RE: Roll Your Own Fuzzy Match / Grouping (Jaro Winkler) - T-SQL

SSC-Insane

Points: 20039

June 18, 2009 at 1:19 pm

#1012008

I agree that parsing is critical. On the other hand, how to parse is also very much an "it depends" question.

In general, for my only slightly imperfect matching I tend to combine split fields (addr1, addr2, first name, last name), clean them up (nested REPLACE() for SQL), remove extraneous elements (professional designations, etc.), remove all remaining spaces, and then compare them. With at least some matching on another selective field (license number, for instance), this produces high quality results.

For later, fuzzier passes... well, that's where splitting pieces apart, cross-matching, Jaro-Winkler, Double Metaphone, and so on come in.

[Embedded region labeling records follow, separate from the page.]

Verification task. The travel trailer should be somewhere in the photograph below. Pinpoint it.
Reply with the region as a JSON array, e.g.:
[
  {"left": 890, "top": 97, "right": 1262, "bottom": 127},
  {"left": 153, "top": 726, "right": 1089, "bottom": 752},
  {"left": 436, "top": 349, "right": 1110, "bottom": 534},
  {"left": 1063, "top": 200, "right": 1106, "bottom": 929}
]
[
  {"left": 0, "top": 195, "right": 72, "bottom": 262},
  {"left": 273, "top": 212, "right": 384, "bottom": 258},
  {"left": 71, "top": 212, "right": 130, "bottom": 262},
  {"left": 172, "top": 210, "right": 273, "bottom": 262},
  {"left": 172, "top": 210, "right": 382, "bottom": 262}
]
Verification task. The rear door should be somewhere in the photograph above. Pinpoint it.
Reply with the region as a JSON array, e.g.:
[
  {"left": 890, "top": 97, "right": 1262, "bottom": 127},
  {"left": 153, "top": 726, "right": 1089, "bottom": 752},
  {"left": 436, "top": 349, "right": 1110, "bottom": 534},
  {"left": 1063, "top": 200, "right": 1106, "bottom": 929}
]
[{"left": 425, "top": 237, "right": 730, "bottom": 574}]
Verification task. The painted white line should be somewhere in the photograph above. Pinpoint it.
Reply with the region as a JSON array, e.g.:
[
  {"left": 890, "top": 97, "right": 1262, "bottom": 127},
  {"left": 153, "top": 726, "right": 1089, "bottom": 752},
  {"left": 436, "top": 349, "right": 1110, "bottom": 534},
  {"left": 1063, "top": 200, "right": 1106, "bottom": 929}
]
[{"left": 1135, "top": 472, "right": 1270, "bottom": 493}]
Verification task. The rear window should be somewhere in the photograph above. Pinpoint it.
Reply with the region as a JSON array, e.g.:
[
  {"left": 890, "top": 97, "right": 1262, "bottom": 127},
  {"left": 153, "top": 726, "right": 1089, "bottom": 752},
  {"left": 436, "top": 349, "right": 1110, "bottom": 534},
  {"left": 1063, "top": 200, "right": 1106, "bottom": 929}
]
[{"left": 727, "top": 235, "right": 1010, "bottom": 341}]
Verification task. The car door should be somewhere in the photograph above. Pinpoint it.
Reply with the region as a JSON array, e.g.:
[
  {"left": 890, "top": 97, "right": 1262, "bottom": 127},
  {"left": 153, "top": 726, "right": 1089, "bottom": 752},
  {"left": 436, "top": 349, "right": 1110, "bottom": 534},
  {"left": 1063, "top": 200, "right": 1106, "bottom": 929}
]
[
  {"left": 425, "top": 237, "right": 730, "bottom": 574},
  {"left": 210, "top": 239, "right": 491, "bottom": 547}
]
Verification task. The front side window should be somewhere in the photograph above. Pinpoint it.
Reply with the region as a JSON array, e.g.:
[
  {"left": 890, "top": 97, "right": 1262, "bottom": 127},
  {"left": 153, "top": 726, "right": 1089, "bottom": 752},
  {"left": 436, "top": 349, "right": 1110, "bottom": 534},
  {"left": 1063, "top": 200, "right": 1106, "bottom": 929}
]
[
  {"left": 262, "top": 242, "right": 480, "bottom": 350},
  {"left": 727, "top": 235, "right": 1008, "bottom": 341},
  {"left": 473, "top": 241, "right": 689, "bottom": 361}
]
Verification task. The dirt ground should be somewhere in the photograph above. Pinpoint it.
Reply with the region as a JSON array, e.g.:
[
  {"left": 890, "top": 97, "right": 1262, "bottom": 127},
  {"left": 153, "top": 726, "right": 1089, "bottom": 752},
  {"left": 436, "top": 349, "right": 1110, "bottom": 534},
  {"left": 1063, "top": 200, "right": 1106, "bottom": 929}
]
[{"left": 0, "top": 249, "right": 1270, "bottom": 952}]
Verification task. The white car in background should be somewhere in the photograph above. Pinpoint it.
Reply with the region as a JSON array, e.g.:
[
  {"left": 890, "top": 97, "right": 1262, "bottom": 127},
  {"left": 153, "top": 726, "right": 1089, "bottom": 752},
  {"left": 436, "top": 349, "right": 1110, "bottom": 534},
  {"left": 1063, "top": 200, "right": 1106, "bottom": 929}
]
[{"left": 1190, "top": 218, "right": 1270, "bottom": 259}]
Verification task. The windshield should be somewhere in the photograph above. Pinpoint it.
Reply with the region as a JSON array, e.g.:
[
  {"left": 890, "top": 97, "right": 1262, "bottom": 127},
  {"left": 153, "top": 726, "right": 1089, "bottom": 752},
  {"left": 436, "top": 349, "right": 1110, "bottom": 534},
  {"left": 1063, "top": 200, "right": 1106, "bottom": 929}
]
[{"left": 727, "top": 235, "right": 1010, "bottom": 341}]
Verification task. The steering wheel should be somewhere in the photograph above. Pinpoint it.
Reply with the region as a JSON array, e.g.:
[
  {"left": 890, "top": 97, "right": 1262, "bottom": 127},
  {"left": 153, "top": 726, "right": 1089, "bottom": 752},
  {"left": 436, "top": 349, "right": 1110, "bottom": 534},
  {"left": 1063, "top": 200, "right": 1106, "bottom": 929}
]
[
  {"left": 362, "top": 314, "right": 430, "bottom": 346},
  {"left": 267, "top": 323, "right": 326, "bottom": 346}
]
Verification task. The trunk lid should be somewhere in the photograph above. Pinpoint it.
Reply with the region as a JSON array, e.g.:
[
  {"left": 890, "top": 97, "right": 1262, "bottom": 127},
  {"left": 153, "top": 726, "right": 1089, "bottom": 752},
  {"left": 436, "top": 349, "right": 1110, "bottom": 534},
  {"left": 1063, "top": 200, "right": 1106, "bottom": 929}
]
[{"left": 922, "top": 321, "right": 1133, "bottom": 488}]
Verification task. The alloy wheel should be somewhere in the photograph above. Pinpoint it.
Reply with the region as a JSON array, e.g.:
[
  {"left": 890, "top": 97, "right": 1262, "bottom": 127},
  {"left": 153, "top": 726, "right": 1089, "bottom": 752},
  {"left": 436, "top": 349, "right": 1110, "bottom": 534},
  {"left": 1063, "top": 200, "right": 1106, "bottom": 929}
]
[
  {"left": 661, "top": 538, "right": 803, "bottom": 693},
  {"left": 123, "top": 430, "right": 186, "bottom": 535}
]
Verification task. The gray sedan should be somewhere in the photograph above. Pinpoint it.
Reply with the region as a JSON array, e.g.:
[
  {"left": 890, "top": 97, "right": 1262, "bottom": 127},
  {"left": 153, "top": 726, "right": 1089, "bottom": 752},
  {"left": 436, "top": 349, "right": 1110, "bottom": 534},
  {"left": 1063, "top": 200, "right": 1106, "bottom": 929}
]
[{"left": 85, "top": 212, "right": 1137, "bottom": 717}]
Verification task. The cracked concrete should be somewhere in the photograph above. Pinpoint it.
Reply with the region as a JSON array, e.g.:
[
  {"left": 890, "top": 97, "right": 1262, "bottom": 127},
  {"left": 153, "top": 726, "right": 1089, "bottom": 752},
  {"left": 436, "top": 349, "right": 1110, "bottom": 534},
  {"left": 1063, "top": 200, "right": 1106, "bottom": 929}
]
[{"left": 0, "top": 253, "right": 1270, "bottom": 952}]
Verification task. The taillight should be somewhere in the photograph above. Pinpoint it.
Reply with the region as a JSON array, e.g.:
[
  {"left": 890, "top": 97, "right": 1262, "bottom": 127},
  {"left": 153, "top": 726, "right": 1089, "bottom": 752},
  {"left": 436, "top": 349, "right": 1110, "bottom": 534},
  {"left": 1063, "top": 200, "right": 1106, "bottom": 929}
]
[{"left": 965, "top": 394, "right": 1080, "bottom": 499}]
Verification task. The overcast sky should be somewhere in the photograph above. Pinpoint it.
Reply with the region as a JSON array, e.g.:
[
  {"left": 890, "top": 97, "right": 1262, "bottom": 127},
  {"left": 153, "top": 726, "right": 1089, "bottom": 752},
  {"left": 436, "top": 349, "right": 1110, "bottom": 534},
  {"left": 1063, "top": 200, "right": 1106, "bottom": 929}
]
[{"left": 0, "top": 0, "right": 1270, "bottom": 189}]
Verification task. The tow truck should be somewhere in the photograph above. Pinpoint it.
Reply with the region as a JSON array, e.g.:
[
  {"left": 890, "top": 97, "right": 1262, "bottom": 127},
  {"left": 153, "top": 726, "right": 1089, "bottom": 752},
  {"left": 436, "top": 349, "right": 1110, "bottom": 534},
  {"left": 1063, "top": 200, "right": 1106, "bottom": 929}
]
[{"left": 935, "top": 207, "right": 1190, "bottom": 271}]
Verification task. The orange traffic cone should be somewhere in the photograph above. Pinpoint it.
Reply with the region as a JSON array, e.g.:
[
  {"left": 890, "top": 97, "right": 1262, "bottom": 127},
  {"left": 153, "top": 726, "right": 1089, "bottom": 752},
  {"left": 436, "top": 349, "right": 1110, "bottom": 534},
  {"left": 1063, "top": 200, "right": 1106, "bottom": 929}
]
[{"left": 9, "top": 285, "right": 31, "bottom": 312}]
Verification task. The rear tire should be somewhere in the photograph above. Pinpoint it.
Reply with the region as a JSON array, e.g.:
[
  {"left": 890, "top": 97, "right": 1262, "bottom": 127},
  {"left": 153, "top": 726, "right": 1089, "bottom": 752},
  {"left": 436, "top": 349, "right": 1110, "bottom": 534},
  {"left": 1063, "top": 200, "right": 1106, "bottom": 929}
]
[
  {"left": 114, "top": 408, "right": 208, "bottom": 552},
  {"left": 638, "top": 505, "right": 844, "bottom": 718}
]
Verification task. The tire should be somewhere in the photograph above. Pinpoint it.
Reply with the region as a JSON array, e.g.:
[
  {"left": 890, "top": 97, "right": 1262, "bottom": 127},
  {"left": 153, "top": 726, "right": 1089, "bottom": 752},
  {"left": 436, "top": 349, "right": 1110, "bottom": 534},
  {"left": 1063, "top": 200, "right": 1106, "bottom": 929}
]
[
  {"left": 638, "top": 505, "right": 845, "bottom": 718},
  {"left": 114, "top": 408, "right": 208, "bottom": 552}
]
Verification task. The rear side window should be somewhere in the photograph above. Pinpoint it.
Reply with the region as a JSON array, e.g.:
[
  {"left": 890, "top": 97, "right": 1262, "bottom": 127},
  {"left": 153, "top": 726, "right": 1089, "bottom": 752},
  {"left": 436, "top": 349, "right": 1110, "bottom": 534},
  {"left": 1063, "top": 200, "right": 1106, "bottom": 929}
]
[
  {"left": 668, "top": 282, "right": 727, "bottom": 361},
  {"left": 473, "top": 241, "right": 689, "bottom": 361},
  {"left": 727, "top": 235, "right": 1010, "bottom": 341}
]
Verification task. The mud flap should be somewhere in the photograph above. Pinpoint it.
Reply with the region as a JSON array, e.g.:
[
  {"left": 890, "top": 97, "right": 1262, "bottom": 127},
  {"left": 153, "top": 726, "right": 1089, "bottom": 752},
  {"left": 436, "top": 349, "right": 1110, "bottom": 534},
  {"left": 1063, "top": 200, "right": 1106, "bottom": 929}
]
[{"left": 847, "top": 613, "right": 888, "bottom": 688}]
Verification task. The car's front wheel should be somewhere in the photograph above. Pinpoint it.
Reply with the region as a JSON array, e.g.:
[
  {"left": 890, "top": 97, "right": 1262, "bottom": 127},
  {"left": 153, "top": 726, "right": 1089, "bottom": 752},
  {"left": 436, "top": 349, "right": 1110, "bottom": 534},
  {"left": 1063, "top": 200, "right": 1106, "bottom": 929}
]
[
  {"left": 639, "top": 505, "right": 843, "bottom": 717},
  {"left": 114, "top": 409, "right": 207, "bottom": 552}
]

As far as splitting pieces apart, for the ' ' + addr1 + ' ' + addr2 + ' ' (etc.), I have code based on U.S. addresses that tries to find all leading digits, all suite/apartment indicators (whether they be first or last), whatever's in the middle, and the first "word" of whatever's in the middle. These are then used in various combinations with City+State and/or Zip code on the address portion of the matching.

In pure T-SQL, splitting the pieces apart is fairly resource heavy.